I remember the first ACT 'do' I ever attended. Still a member of the Libz, I had been very active in campaigning against the DPB from the social, economic and philosophical viewpoints. It was 2002. The local candidate had persuaded me to attend this dinner and he would sit me next to Muriel Newman and we could exchanges ideas etc about welfare. It was at the Hutt Men's club, very plush and with many grey-haired, well-heeled in attendance. I was dumbstruck when this gentlemen, who had begun the conversation about welfare, said to me, smugly I thought, "If we took away the DPB it would kill some local economies. Can't be done." Because it was such an unexpected comment with validity, because I was amongst business people who may well share the same attitude, I let it go. If it was repeated to me today I would agree and explain why those particular economies need to be killed off. Economies that survive on the money pumped into them every day by Work and Income. Places like Ruatoria, Te Kaha, Waverley, Flaxmere, Reporoa and Kawerau. And certain suburbs near all of NZ's major towns and cities. Places of hopelessness. Places where inhabitants experience small superficial highs and desperate deep lows. Where life is about day-to-day survival with no capacity to aspire to anything else.
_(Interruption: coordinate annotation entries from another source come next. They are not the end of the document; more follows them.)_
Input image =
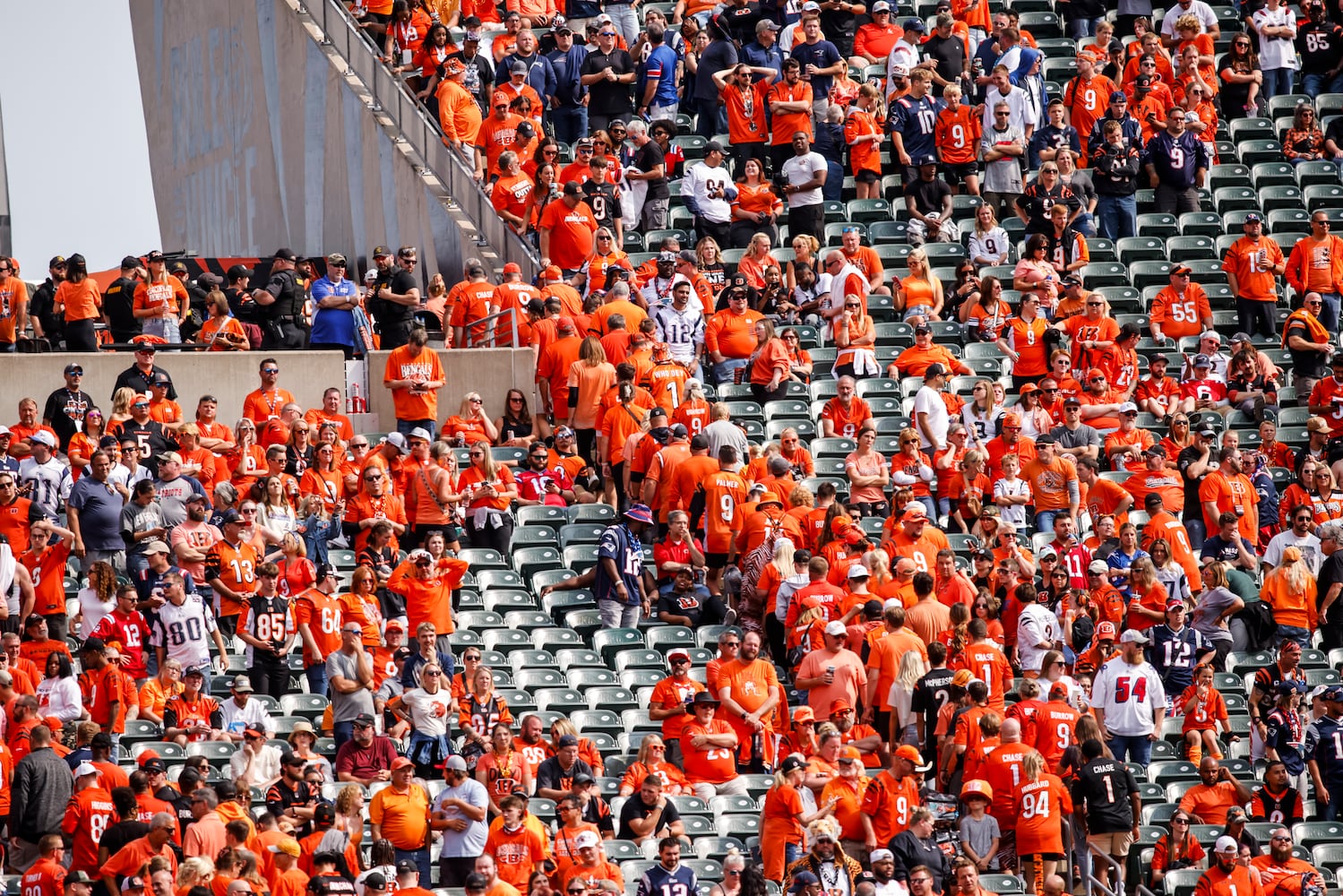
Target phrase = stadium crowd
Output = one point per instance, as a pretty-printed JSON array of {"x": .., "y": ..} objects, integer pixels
[{"x": 951, "y": 582}]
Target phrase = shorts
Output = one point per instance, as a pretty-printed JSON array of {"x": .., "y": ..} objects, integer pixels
[
  {"x": 957, "y": 172},
  {"x": 1115, "y": 842}
]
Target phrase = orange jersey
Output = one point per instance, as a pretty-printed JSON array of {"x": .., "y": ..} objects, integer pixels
[
  {"x": 1039, "y": 807},
  {"x": 724, "y": 493},
  {"x": 1249, "y": 263},
  {"x": 1055, "y": 728},
  {"x": 1181, "y": 314},
  {"x": 957, "y": 134},
  {"x": 989, "y": 664},
  {"x": 234, "y": 567}
]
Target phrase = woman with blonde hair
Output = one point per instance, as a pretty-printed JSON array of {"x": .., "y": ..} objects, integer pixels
[
  {"x": 989, "y": 244},
  {"x": 1289, "y": 590},
  {"x": 489, "y": 489},
  {"x": 590, "y": 378},
  {"x": 856, "y": 339},
  {"x": 470, "y": 424},
  {"x": 805, "y": 252},
  {"x": 783, "y": 818},
  {"x": 903, "y": 728},
  {"x": 919, "y": 296},
  {"x": 651, "y": 761}
]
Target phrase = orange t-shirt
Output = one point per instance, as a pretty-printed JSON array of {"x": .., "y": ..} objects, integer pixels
[
  {"x": 712, "y": 764},
  {"x": 957, "y": 134},
  {"x": 82, "y": 300},
  {"x": 1253, "y": 280},
  {"x": 724, "y": 493},
  {"x": 400, "y": 366},
  {"x": 571, "y": 233}
]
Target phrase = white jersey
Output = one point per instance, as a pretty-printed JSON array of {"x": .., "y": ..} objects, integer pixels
[
  {"x": 1128, "y": 694},
  {"x": 48, "y": 484},
  {"x": 681, "y": 331},
  {"x": 185, "y": 630},
  {"x": 1036, "y": 625}
]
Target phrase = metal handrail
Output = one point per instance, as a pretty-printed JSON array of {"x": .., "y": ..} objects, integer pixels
[
  {"x": 1093, "y": 885},
  {"x": 393, "y": 99},
  {"x": 493, "y": 331}
]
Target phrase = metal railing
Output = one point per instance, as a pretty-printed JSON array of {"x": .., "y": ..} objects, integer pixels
[
  {"x": 392, "y": 99},
  {"x": 493, "y": 333}
]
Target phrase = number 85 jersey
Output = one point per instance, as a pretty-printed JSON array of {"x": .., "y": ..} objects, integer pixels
[{"x": 1130, "y": 696}]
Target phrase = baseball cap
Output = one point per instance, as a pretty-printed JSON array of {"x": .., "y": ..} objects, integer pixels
[
  {"x": 912, "y": 755},
  {"x": 288, "y": 845}
]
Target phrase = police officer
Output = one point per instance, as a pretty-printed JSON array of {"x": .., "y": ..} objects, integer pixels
[
  {"x": 396, "y": 296},
  {"x": 281, "y": 304}
]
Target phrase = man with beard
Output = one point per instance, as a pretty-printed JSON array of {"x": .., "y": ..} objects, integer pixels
[{"x": 825, "y": 861}]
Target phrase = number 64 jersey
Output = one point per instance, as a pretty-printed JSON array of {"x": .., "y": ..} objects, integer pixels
[{"x": 1130, "y": 696}]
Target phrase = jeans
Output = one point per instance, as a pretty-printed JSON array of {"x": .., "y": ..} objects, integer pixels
[
  {"x": 619, "y": 616},
  {"x": 1329, "y": 314},
  {"x": 1045, "y": 520},
  {"x": 1254, "y": 317},
  {"x": 1135, "y": 747},
  {"x": 570, "y": 123},
  {"x": 1292, "y": 633},
  {"x": 316, "y": 678},
  {"x": 1116, "y": 217},
  {"x": 1315, "y": 83},
  {"x": 406, "y": 426},
  {"x": 1278, "y": 82}
]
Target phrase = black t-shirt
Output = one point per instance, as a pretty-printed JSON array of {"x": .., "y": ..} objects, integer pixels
[
  {"x": 1192, "y": 506},
  {"x": 400, "y": 282},
  {"x": 65, "y": 410},
  {"x": 1106, "y": 786},
  {"x": 950, "y": 56},
  {"x": 931, "y": 694},
  {"x": 117, "y": 301},
  {"x": 635, "y": 810},
  {"x": 648, "y": 158},
  {"x": 928, "y": 194},
  {"x": 608, "y": 97}
]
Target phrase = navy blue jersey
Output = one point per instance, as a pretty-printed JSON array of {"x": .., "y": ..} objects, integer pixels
[
  {"x": 1176, "y": 159},
  {"x": 1173, "y": 654},
  {"x": 914, "y": 120},
  {"x": 624, "y": 547},
  {"x": 659, "y": 882},
  {"x": 1324, "y": 745}
]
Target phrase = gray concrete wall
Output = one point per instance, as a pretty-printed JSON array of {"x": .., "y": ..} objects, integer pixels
[
  {"x": 255, "y": 142},
  {"x": 489, "y": 371},
  {"x": 231, "y": 375}
]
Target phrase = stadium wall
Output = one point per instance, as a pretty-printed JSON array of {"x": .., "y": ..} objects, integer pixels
[
  {"x": 231, "y": 375},
  {"x": 257, "y": 142}
]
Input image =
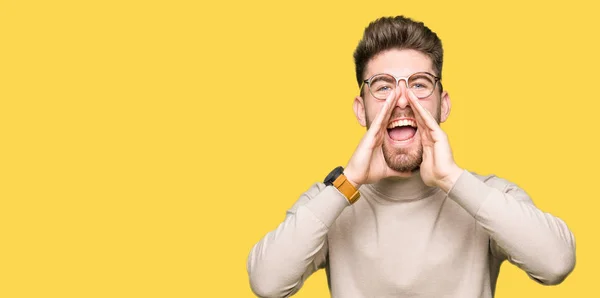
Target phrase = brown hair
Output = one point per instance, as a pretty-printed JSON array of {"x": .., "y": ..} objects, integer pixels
[{"x": 397, "y": 33}]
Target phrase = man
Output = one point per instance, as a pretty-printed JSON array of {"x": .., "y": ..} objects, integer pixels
[{"x": 402, "y": 219}]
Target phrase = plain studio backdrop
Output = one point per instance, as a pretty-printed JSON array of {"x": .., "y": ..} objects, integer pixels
[{"x": 147, "y": 145}]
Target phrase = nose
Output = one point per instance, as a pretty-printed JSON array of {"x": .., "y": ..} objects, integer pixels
[{"x": 402, "y": 94}]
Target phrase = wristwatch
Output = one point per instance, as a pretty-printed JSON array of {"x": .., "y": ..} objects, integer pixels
[{"x": 337, "y": 179}]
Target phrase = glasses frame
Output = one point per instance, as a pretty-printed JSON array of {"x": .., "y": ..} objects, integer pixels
[{"x": 398, "y": 79}]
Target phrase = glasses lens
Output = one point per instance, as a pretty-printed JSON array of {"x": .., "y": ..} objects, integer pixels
[
  {"x": 381, "y": 86},
  {"x": 421, "y": 84}
]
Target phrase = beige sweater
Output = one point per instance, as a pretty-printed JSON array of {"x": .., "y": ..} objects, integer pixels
[{"x": 405, "y": 239}]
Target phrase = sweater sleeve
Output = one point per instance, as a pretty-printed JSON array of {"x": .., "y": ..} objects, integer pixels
[
  {"x": 284, "y": 258},
  {"x": 535, "y": 241}
]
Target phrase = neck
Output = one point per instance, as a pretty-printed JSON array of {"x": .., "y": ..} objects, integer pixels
[{"x": 403, "y": 189}]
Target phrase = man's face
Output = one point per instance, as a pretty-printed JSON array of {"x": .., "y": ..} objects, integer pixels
[{"x": 402, "y": 149}]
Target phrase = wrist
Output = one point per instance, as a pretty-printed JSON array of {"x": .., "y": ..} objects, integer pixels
[{"x": 350, "y": 177}]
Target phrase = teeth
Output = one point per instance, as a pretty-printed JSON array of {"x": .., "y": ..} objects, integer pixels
[{"x": 403, "y": 122}]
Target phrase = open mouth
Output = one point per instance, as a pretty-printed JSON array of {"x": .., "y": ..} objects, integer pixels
[{"x": 402, "y": 130}]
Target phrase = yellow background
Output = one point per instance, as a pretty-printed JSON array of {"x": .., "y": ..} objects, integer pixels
[{"x": 147, "y": 145}]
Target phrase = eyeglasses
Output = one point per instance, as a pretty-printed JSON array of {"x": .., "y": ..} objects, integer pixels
[{"x": 421, "y": 84}]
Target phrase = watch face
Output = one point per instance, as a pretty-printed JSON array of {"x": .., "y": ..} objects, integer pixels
[{"x": 333, "y": 175}]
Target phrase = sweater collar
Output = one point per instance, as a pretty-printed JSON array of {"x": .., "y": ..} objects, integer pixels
[{"x": 402, "y": 189}]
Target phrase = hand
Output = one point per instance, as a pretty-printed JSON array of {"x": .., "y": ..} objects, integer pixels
[
  {"x": 438, "y": 167},
  {"x": 367, "y": 164}
]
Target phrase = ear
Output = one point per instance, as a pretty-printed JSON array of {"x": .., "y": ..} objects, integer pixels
[
  {"x": 446, "y": 105},
  {"x": 359, "y": 110}
]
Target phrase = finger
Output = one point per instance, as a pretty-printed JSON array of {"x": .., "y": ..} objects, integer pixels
[
  {"x": 385, "y": 112},
  {"x": 426, "y": 117}
]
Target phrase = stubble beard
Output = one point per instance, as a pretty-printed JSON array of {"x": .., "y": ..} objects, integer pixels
[{"x": 406, "y": 160}]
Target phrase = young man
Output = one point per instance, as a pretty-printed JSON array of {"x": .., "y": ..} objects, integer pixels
[{"x": 402, "y": 219}]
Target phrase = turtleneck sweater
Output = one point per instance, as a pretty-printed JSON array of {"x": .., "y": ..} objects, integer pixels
[{"x": 403, "y": 238}]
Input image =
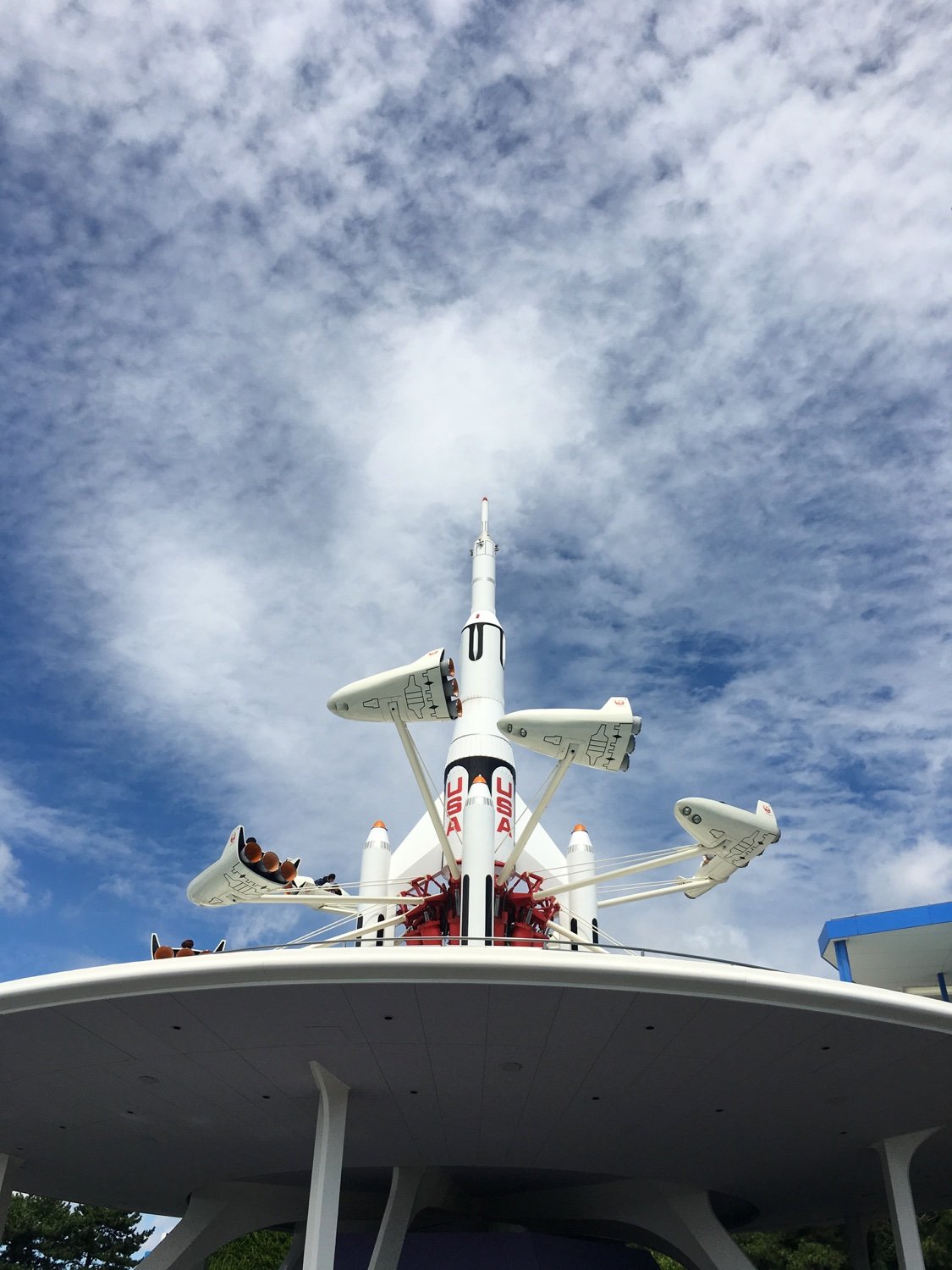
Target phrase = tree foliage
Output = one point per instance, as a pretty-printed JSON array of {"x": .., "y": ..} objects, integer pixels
[
  {"x": 261, "y": 1250},
  {"x": 825, "y": 1247},
  {"x": 52, "y": 1234}
]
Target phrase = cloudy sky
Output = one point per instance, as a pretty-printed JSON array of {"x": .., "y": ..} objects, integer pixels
[{"x": 287, "y": 287}]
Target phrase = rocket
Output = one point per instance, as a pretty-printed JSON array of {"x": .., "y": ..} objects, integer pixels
[{"x": 479, "y": 823}]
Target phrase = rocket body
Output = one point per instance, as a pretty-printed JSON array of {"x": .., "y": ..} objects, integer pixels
[
  {"x": 477, "y": 748},
  {"x": 581, "y": 904},
  {"x": 375, "y": 879},
  {"x": 477, "y": 888}
]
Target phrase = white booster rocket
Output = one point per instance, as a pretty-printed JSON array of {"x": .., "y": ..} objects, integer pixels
[
  {"x": 479, "y": 823},
  {"x": 479, "y": 869}
]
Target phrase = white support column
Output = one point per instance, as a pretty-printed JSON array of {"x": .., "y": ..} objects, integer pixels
[
  {"x": 895, "y": 1156},
  {"x": 220, "y": 1213},
  {"x": 8, "y": 1168},
  {"x": 401, "y": 1206},
  {"x": 322, "y": 1231},
  {"x": 680, "y": 1217},
  {"x": 702, "y": 1237},
  {"x": 857, "y": 1242}
]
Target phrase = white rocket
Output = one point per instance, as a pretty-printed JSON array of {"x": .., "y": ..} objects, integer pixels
[
  {"x": 479, "y": 868},
  {"x": 479, "y": 820}
]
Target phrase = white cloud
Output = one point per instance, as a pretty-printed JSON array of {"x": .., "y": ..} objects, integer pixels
[
  {"x": 14, "y": 893},
  {"x": 304, "y": 287}
]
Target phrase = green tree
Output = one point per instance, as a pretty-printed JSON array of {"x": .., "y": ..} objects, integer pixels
[
  {"x": 32, "y": 1222},
  {"x": 99, "y": 1239},
  {"x": 796, "y": 1250},
  {"x": 261, "y": 1250},
  {"x": 50, "y": 1234}
]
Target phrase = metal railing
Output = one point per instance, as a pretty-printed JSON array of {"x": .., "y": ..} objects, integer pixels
[{"x": 537, "y": 945}]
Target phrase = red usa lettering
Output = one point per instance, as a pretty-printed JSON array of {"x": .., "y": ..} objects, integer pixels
[{"x": 454, "y": 805}]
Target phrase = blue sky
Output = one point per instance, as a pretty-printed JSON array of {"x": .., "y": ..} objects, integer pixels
[{"x": 289, "y": 287}]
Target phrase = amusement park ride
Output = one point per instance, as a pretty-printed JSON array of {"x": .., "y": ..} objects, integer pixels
[{"x": 479, "y": 868}]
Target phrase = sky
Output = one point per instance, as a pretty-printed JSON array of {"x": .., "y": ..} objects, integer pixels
[{"x": 286, "y": 289}]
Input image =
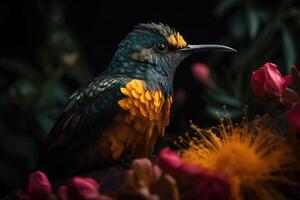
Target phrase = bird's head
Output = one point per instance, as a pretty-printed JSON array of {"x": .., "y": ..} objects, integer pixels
[{"x": 153, "y": 51}]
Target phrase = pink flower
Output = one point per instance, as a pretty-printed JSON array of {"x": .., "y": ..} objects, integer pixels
[
  {"x": 201, "y": 72},
  {"x": 268, "y": 83},
  {"x": 206, "y": 185},
  {"x": 80, "y": 188},
  {"x": 214, "y": 186},
  {"x": 294, "y": 118},
  {"x": 146, "y": 181},
  {"x": 172, "y": 164},
  {"x": 38, "y": 187}
]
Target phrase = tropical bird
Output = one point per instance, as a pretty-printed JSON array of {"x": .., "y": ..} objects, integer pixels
[{"x": 124, "y": 110}]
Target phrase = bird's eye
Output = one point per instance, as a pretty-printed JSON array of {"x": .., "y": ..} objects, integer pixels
[{"x": 161, "y": 48}]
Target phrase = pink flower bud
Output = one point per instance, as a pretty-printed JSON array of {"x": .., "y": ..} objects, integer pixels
[
  {"x": 294, "y": 119},
  {"x": 268, "y": 83}
]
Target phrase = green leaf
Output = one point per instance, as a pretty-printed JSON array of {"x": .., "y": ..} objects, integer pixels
[
  {"x": 45, "y": 123},
  {"x": 253, "y": 22},
  {"x": 289, "y": 49},
  {"x": 224, "y": 6},
  {"x": 19, "y": 67},
  {"x": 215, "y": 112}
]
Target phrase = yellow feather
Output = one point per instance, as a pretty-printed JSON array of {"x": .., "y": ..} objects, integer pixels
[{"x": 148, "y": 95}]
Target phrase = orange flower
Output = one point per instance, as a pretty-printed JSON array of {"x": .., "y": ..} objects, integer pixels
[{"x": 254, "y": 159}]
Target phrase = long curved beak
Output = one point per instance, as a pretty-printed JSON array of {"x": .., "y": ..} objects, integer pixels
[{"x": 207, "y": 47}]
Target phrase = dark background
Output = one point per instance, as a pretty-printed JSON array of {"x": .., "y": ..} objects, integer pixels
[{"x": 50, "y": 48}]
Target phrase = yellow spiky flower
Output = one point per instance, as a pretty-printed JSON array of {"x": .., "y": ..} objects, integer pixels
[{"x": 255, "y": 159}]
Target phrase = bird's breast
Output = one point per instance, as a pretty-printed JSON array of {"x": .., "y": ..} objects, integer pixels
[{"x": 144, "y": 118}]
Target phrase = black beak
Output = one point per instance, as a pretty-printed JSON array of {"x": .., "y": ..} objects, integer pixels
[{"x": 207, "y": 47}]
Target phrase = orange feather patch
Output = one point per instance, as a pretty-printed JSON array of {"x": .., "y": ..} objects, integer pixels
[{"x": 146, "y": 115}]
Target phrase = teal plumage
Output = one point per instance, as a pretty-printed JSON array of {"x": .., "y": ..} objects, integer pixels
[{"x": 124, "y": 110}]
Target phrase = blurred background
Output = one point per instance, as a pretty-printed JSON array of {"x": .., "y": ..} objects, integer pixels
[{"x": 48, "y": 49}]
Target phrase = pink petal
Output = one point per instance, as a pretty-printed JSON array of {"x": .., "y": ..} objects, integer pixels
[
  {"x": 63, "y": 192},
  {"x": 168, "y": 161},
  {"x": 294, "y": 117},
  {"x": 21, "y": 195}
]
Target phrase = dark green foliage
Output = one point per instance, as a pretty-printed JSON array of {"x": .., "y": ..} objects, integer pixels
[
  {"x": 261, "y": 31},
  {"x": 33, "y": 93}
]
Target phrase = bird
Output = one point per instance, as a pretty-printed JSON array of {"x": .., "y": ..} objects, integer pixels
[{"x": 124, "y": 110}]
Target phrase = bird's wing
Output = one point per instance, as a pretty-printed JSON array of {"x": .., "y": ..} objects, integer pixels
[{"x": 88, "y": 112}]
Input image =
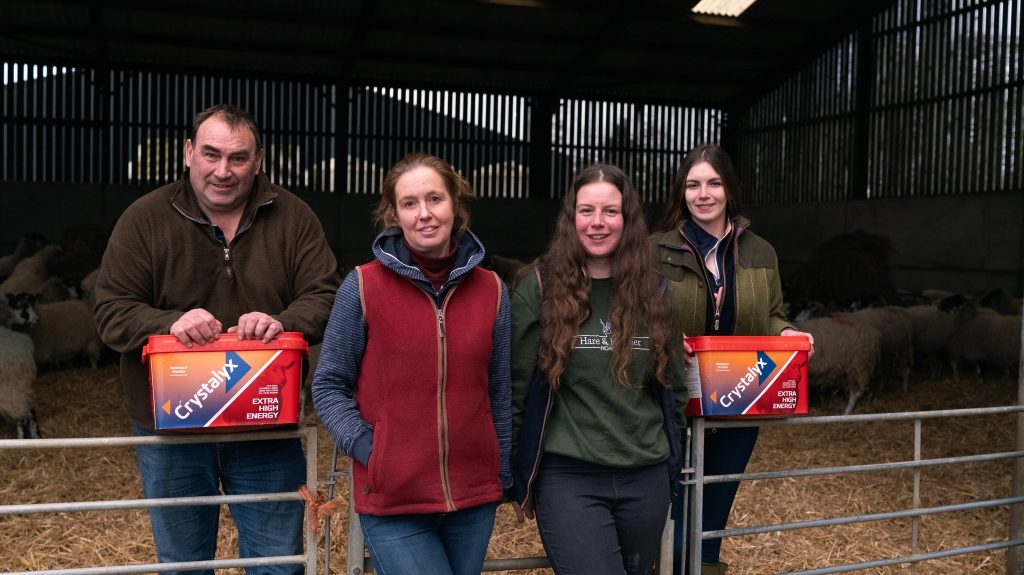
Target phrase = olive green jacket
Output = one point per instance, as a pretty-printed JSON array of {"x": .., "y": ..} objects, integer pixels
[{"x": 759, "y": 290}]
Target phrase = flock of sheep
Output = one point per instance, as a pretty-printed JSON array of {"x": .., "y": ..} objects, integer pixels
[{"x": 46, "y": 319}]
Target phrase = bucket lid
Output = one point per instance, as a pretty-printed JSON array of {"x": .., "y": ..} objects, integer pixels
[
  {"x": 227, "y": 342},
  {"x": 749, "y": 343}
]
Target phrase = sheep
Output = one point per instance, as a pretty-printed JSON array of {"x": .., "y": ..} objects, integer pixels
[
  {"x": 933, "y": 329},
  {"x": 896, "y": 329},
  {"x": 845, "y": 268},
  {"x": 935, "y": 295},
  {"x": 31, "y": 273},
  {"x": 983, "y": 337},
  {"x": 844, "y": 351},
  {"x": 17, "y": 373},
  {"x": 59, "y": 330},
  {"x": 27, "y": 246},
  {"x": 89, "y": 286},
  {"x": 1000, "y": 301}
]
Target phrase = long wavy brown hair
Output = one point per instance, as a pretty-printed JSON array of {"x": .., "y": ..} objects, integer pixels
[
  {"x": 676, "y": 211},
  {"x": 636, "y": 303}
]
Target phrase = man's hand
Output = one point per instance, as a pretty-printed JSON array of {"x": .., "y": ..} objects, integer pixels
[
  {"x": 257, "y": 325},
  {"x": 197, "y": 325}
]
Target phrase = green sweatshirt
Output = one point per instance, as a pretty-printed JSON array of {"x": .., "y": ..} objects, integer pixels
[{"x": 594, "y": 418}]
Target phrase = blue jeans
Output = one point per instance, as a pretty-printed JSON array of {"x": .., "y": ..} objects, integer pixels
[
  {"x": 726, "y": 451},
  {"x": 596, "y": 520},
  {"x": 189, "y": 533},
  {"x": 450, "y": 543}
]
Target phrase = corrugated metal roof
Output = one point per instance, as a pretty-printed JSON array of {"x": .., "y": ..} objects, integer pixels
[{"x": 644, "y": 49}]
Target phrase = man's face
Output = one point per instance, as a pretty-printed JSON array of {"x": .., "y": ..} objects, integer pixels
[{"x": 222, "y": 163}]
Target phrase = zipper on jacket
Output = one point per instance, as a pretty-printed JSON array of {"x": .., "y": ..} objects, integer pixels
[
  {"x": 442, "y": 430},
  {"x": 536, "y": 469},
  {"x": 227, "y": 262},
  {"x": 710, "y": 281}
]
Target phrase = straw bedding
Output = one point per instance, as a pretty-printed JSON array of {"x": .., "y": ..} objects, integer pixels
[{"x": 85, "y": 403}]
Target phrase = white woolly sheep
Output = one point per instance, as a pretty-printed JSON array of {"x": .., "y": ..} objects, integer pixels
[
  {"x": 17, "y": 373},
  {"x": 983, "y": 337},
  {"x": 896, "y": 328},
  {"x": 845, "y": 351},
  {"x": 59, "y": 330},
  {"x": 31, "y": 273}
]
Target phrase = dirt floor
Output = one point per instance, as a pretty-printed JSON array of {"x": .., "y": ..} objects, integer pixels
[{"x": 86, "y": 403}]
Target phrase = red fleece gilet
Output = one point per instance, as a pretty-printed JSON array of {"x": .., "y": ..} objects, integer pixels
[{"x": 423, "y": 387}]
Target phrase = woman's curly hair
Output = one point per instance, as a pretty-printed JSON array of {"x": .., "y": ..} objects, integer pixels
[{"x": 636, "y": 304}]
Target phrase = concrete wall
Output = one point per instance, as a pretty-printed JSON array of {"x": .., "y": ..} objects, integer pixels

False economies do not work on a large scale, and they do not work on a small scale. The Labour government's official recognition of this manifested in the Jobs Jolt policy, which forbade unemployed people from moving to places where there were no jobs - not if they wanted to receive taxpayer support anyway. But because they never extended the policy to other beneficiaries, particularly those on the DPB who could support a none-work inclined partner, the jobless economies survived.
The remark from the ACT dinner attendee was probably well-intentioned in his view. It may have been self-interested. But it was shallow in its ignorance of 'that which cannot be seen' and a denial of the day of reckoning which must surely come.